Dan Kohn wrote:

> I'm working on a new version of Kohn draft that captures more of the
> semantics from the Lindsey draft about news-specific restrictions.  I
> believe laying them out against the context of RFC 2822 (rather than
> expecting the implementer to compare the documents) will produce the
> best interoperability.

If our rechartered goal is still to produce a Standards Track RFC,
there may be an issue regarding use of RFC 2822 (which I am informed
is incorrectly indicated as Standards Track and that it does not in
fact obsolete RFC 822 as stated in the rfc-index).

RFC 2822 does not and cannot obsolete RFC 822 at present, for the simple reason that RFC 822 is a full standard whereas RFC 2822 is only a proposed standard. The intent, however, is for RFC 2822, or more likely a revised version of RFC 2822, to obsolete RFC 822 once it reaches standard status.

This is a reasonably straightforward situation, but a bit more than an entry in
the RFC index is capable of expressing.

If so, I believe
the approach used in RFC 3282 (which says it's Standards Track), viz.
supplying both RFC 822 EBNF and RFC 2822 ABNF may be a solution (the
understanding being that they intend to specify the same restrictions).

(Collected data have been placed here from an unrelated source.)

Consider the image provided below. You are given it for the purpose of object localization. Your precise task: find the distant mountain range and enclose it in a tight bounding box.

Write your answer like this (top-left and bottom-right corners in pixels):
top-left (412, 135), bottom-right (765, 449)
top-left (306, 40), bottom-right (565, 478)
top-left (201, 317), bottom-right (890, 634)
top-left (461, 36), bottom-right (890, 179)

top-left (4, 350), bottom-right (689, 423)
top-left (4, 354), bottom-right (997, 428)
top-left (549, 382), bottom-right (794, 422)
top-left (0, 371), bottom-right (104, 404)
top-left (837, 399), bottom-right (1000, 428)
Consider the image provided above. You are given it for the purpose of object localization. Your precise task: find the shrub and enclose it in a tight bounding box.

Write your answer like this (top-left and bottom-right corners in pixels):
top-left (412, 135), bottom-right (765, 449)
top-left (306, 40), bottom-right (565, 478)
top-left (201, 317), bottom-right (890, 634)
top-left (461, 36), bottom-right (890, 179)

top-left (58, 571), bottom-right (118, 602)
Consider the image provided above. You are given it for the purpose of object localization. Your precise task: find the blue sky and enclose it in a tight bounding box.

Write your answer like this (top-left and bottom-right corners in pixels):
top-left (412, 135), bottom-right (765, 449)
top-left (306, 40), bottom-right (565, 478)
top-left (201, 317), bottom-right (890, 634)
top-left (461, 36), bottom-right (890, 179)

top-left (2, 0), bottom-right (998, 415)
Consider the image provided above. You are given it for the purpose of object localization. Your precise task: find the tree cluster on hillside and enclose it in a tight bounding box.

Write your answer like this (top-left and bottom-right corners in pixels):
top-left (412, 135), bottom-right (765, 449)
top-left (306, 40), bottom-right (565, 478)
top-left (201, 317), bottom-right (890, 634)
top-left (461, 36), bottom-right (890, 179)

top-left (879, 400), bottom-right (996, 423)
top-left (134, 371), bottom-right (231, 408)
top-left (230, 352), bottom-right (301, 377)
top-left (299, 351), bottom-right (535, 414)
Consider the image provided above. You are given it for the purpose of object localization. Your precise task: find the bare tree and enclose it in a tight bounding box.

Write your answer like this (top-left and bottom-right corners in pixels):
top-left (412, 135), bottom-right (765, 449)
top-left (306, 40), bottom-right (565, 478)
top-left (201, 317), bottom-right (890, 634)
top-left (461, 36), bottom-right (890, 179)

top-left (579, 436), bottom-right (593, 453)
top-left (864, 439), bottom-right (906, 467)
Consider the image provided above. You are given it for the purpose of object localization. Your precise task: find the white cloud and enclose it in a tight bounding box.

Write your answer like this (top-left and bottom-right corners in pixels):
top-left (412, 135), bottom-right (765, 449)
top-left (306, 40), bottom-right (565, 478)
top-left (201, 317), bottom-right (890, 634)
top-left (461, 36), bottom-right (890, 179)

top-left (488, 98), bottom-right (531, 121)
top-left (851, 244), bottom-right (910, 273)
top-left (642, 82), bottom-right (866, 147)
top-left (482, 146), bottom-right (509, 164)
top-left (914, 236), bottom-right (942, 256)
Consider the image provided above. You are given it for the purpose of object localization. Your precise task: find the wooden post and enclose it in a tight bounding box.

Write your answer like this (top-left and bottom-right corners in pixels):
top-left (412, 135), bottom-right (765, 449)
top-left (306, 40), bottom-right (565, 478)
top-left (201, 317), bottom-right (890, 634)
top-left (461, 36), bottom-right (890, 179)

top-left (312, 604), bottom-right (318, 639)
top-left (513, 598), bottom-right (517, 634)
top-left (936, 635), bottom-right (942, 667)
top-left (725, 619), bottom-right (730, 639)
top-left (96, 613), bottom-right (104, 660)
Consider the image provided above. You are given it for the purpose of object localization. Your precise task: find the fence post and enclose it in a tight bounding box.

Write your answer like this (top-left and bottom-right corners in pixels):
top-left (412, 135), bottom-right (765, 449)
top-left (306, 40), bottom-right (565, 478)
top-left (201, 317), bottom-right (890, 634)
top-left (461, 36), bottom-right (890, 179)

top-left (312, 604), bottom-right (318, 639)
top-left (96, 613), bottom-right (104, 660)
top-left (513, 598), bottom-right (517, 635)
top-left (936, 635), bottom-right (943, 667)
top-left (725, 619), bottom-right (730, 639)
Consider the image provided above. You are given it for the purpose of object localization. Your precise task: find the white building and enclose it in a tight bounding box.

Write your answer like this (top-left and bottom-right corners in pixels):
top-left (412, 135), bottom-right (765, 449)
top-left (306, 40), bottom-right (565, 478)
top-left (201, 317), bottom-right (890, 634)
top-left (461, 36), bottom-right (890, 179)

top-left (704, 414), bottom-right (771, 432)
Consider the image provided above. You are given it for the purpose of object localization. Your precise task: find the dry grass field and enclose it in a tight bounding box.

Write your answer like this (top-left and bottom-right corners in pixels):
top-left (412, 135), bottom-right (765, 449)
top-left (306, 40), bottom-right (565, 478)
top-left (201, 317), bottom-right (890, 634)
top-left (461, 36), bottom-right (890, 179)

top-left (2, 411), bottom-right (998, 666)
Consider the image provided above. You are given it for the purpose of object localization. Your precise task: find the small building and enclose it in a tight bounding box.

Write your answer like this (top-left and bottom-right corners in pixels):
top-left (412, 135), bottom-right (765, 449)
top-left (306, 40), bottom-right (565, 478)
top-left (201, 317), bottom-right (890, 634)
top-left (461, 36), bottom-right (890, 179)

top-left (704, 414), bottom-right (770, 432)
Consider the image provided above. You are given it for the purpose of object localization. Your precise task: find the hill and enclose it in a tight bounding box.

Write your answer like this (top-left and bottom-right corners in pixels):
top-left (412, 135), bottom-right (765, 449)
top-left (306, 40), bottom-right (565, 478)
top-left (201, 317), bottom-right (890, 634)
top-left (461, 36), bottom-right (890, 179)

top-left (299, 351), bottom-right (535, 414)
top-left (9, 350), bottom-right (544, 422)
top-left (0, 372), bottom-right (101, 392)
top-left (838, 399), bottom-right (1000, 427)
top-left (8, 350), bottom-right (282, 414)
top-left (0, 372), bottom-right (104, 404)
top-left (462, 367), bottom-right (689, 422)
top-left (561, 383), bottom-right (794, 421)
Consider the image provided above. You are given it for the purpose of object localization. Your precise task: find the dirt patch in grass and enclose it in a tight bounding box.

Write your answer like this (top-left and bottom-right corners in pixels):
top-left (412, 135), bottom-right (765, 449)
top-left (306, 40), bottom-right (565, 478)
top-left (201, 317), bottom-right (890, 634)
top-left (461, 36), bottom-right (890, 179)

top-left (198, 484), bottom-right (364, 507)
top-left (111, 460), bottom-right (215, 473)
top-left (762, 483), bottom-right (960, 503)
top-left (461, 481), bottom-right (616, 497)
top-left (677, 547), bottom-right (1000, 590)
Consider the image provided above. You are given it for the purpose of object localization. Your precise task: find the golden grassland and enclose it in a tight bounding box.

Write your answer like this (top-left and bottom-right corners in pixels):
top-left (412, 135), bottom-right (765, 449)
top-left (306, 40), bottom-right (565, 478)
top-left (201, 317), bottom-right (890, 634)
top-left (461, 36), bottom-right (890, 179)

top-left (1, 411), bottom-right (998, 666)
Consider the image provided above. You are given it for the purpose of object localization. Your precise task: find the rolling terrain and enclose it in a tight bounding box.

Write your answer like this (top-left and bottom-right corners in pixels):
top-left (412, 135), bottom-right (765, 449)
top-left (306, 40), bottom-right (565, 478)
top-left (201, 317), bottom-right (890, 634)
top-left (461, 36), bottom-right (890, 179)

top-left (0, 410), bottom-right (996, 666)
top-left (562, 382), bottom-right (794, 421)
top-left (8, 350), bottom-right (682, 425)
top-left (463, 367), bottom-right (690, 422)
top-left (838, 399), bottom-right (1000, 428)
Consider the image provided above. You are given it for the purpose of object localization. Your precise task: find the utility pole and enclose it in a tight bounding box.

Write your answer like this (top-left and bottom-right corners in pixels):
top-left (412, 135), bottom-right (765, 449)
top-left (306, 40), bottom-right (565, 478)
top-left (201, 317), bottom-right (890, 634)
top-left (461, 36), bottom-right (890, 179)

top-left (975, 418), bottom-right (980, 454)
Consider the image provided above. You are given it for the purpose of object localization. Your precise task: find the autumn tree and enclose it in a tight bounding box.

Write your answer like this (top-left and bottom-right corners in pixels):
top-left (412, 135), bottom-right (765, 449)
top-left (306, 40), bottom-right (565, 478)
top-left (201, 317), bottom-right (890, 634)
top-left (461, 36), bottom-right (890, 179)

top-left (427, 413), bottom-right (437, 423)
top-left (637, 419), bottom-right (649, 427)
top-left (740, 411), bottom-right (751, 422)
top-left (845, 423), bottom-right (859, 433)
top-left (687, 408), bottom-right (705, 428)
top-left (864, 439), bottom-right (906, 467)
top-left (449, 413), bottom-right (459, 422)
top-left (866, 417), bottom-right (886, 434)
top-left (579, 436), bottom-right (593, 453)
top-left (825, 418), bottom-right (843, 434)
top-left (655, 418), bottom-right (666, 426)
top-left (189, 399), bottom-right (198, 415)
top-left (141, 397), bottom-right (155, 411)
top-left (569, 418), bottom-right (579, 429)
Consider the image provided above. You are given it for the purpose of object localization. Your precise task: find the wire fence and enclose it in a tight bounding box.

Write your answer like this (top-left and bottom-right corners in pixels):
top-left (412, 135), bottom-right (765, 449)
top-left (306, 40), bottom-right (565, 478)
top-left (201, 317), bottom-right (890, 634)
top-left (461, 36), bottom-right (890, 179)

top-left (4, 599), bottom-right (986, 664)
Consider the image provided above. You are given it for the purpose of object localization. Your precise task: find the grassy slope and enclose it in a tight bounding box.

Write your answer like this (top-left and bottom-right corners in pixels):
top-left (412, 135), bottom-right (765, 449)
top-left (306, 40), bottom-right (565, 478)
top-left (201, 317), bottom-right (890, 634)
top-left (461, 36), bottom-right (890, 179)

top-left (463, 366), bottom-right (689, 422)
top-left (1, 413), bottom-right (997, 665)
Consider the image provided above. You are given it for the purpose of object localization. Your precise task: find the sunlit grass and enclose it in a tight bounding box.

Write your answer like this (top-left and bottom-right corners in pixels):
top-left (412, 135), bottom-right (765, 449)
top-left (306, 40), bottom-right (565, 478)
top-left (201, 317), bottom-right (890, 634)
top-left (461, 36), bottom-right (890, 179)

Any I-D that is intended to become a proposed standard need only refer to RFC 2822; referring to RFC 822 in a normative way is a bad idea at this point. (The situation for an I-D intended for draft is different -- it should be obvious why -- but that's not an issue USEFOR has to deal with.)

As for ambiguities in the MIME documents, while Charles' intent in
clarifying those is laudable, it goes too far in the direction of
repeating a lot of nitty-gritty detail.  How far we go in clarifying
those issues is something where our area director may be able to
provide some guidance, as he is in a position to know how soon there
might be a rewrite of the MIME documents themselves which would
remove the ambiguities.

Well, not to put too fine a point on it, but these endless squabbles are at least part of the reason why a MIME update of anything besides part 4 is unlikely to get done by the MIME editor in the near future ;-)

Regardless, if there are outright errors in MIME they should be corrected by
RFC Errata. Reiterating material from one standard in another is a bad idea
IMO; and you may rest assured I will push back on this practice should a
document containing such material ever make it to me for review.

On a related note, IMO there should be a reference in the Status
of This Memo section pointing to the errata page at
http://www.rfc-editor.org/errat.html
That of course isn't applicable to a draft, but when the draft
moves to a published RFC, it is invaluable to implementors (the
relative obscurity of that page is probably one of the reasons that
some implementors have made errors).

The fact that the page hasn't existed for very long is a more likely explanation.

In reference to the use of
MIME, it might be prudent to repeat the pointer to the errata page,
as there are a number of errata for RFCs 2046, 2047, 2231, and for
that matter 1036 (though I sincerely hope the "Re: " hack will be
discarded).

> In general, I'm thinking about suggesting a different tact from RFC
> 2822, which said that Section 3 current syntax is MUST generate and
> Section 4 obsolete syntax is MUST accept.

To be a little more precise, the obs- syntax is MUST accept, MUST NOT
generate. The non-obs- syntax still provides a great deal of leeway.
Perhaps unnecessarily so; the current msg-id discussions are timely
(I believe Pete Resnick stated on ietf-822 a few months ago that
he is collecting comments etc. re 2822 in preparation for the next
step in its progress) and appropriate.

Agreed. I would not be at all adverse to placing a limit on the size of message ids.